I’m trying to run k3s with nvidia support using the newly updated docs at here
I’ve got everything working with regards to the device-plugin. I can exec into the device-plugin pod and run commands like nvidia-smi, however, when I try to run a cuda based container image or something that requires gpu.

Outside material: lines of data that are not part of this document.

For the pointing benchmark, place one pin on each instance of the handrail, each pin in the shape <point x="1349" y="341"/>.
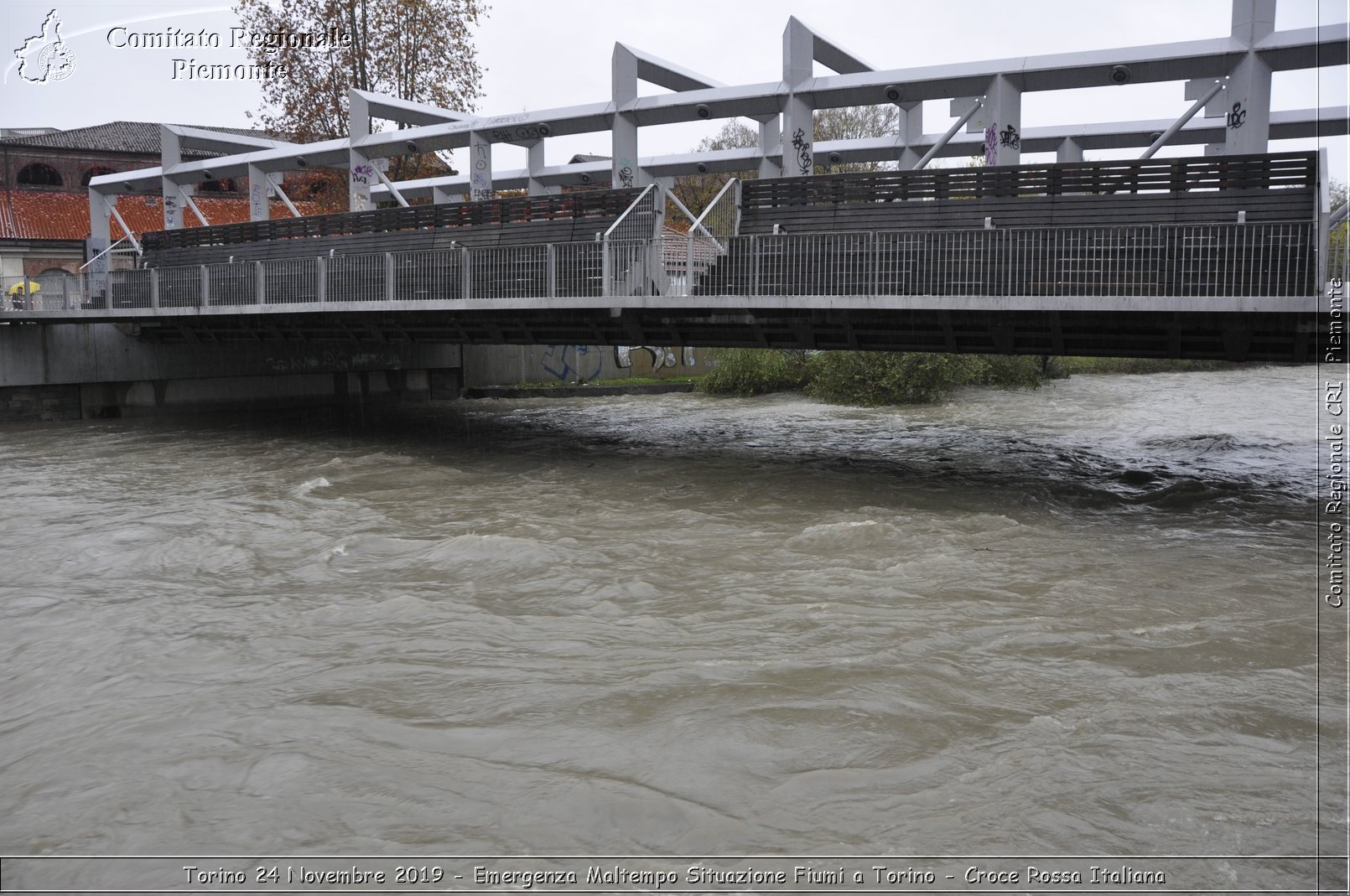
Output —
<point x="632" y="205"/>
<point x="713" y="205"/>
<point x="103" y="252"/>
<point x="671" y="196"/>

I get the following error:
failed to create containerd task: failed to create shim task: OCI runtime create failed: runc create failed: unable to start container process: error during container init: error running hook #0: fork/exec /usr/bin/nvidia-ctk: no such file or directory: unknown
Current device-plugin config:
apiVersion: helm.toolkit.fluxcd.io/v2beta1
kind: HelmRelease
metadata:
name: nvidia-device-plugin
namespace: kube-system
spec:
interval: 1h0m0s
chart:
spec:
chart: nvidia-device-plugin
sourceRef:
kind: HelmRepository
name: nvidia
namespace: kube-system
version: '>=0.15.0 <0.16.0'
values:
config:
map:
default: |-
version: v1
flags:
migStrategy: 'none'
failOnInitError: true
nvidiaDriverRoot: '/run/current-system/sw/bin'
plugin:
passDeviceSpecs: false
deviceListStrategy: envvar
deviceIDStrategy: uuid
migStrategy: none
failOnInitError: true
deviceListStrategy: envvar
deviceIDStrategy: uuid
nvidiaDriverRoot: '/run/current-system/sw/bin'
gdsEnabled: false
mofedEnabled: false
compatWithCPUManager: false
allowDefaultNamespace: false
runtimeClassName: nvidia
affinity:
nodeAffinity:
requiredDuringSchedulingIgnoredDuringExecution:
nodeSelectorTerms:
- matchExpressions:
- key: kubernetes.io/hostname
operator: In
values:
- sheol
gfd:
enabled: true
Here is the pod I’m trying to run just to test:
apiVersion: v1
kind: Pod
metadata:
name: vector-add-gpu-healthcheck
namespace: kube-system
spec:
restartPolicy: OnFailure
runtimeClassName: nvidia
containers:
- name: cuda-vector-add
image: nvidia/cuda:12.0.0-base-ubuntu22.04
resources:
limits:
nvidia.com/gpu: 1
env:
- name: NVIDIA_VISIBLE_DEVICES
value: all
- name: NVIDIA_DRIVER_CAPABILITIES
value: all
My nixos configuration for k3s can be found here
docker version 1.15.0-rc.3
runc version 1.1.12
spec: 1.0.2-dev
go: go1.22.3
libseccomp: 2.5.5
k3s version v1.30.0+k3s1 (14549535)
Has anyone had any luck standing up their own gpu ready pods?